В первые недели по приезде доктора Лаутербурга мы оперируем многих больных с грыжами. Часть этих операций совершает он, часть — доктор Нессман. Оперируются также больные элефантиазисом. 1 апреля мы удаляем одну такую опухоль весом в тридцать килограммов. Это мужчина из района Самкиты. Тяжелая Опухоль давно уже лишила его возможности двигаться. Она настолько велика, что больной пользуется ею как табуреткой и на ней сидит. Несмотря на то что он еще сравнительно молод, выглядит он стариком. Операция продолжается с десяти часов утра до трех часов дня. Манипулирование с этой огромной массой представляет для нас троих большие трудности. Мы действуем по методу, открытому в 1913 году доктором Узилло, при котором опухоль, как грушу, расщепляют посередине. Это облегчает поиски кровеносных сосудов и дает возможность надежным образом остановить кровотечение.
В тот день, когда мы делаем эту операцию, у меня неожиданно появляется помощник в строительных работах. Это молодой швейцарец, г-н Шатцман. Узнав о том, как я нуждаюсь в строителях, он, решив даже не списываться со мной, сел на пароход и приехал сюда, чтобы оказать мне совершенно бескорыстную помощь. Будучи опытным производителем работ и плотником, он принимается за строительство дома из десяти комнат. Какое это для меня облегчение!

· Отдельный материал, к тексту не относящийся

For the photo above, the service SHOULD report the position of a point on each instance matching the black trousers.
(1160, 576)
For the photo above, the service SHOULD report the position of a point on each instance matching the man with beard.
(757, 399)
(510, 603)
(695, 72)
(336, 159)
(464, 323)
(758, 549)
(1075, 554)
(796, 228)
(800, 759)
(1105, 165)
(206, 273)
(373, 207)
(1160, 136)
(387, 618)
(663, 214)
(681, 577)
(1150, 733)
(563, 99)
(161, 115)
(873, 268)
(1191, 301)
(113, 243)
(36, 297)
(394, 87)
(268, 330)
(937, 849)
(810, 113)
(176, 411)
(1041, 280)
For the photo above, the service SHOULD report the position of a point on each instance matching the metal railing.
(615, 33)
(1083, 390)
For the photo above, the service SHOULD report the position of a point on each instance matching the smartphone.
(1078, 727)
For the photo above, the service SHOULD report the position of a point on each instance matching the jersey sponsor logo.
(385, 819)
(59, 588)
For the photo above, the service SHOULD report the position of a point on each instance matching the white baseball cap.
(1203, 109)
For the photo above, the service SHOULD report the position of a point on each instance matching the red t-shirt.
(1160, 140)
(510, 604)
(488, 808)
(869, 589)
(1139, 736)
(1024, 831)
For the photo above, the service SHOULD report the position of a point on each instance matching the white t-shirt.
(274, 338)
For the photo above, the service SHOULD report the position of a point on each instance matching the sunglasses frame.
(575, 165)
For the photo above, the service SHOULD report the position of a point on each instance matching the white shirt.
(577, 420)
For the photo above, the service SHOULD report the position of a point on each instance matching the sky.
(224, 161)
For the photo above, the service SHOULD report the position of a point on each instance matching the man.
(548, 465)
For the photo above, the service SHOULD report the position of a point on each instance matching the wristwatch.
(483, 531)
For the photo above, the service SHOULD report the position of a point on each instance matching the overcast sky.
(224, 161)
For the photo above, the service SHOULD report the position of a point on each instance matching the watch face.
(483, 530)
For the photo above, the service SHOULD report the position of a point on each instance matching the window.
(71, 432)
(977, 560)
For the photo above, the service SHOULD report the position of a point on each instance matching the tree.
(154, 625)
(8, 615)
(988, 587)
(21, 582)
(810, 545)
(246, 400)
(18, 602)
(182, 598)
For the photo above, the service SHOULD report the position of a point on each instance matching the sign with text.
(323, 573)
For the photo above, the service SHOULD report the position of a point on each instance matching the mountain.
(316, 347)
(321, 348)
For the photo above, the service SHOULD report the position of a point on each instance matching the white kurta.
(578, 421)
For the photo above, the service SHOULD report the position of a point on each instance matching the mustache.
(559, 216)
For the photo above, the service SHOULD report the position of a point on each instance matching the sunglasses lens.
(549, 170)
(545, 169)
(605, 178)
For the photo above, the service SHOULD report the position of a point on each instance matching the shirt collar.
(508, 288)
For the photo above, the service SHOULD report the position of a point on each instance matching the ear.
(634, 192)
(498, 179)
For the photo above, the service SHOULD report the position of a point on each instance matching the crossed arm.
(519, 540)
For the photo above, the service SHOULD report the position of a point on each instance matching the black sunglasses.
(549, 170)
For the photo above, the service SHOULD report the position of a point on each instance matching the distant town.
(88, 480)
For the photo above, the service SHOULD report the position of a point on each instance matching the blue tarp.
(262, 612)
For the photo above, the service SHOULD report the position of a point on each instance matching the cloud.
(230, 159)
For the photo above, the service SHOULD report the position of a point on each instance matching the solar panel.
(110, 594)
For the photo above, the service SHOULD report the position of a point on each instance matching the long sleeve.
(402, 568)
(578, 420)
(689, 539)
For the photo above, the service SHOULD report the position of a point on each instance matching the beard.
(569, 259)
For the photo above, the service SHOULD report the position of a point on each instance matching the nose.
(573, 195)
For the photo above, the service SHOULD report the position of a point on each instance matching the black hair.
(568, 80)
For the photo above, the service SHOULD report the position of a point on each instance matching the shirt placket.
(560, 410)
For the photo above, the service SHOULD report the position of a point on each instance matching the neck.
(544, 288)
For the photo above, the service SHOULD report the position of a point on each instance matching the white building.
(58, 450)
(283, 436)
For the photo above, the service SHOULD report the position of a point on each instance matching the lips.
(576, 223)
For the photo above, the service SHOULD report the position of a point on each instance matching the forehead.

Однако есть и кое-какие трудности, связанные с тем, как и где поместить неожиданного гостя. Всякий непредвиденный приезд человека, даже в Африке, является серьезным событием.
Хоть мой новый помощник и собрался заново отстроить всю больницу, осуществить этот план, разумеется, не удастся. Но как только он закончит свою работу у меня, здешние торговые компании будут добиваться, чтобы он начал строить для них. В производителях работ здесь большая нужда, но нужны бывают только такие, которые, подобно г-ну Шатцману, сами могут практически выполнять эти работы и к тому же умеют ладить с туземцами. Меня начинают уже расспрашивать о приезжем и стараются выведать, когда истекает срок нашего с ним договора.
Последние дни омрачены печальным событием. Больной дизентерией, который настолько слаб, что не может стоять на ногах, убивает своего соседа, такого же несчастного, как и он сам. Ему показалось, что тот хочет отнять у него еду. У некоторых больных дизентерией до последних дней сохраняется хороший аппетит. Мы оставляем убийцу, не выказывающего ни малейшего раскаяния по поводу содеянного, безнаказанным, ибо совершенно ясно, что через каких-нибудь несколько дней он последует за своей жертвой, что вскоре и происходит.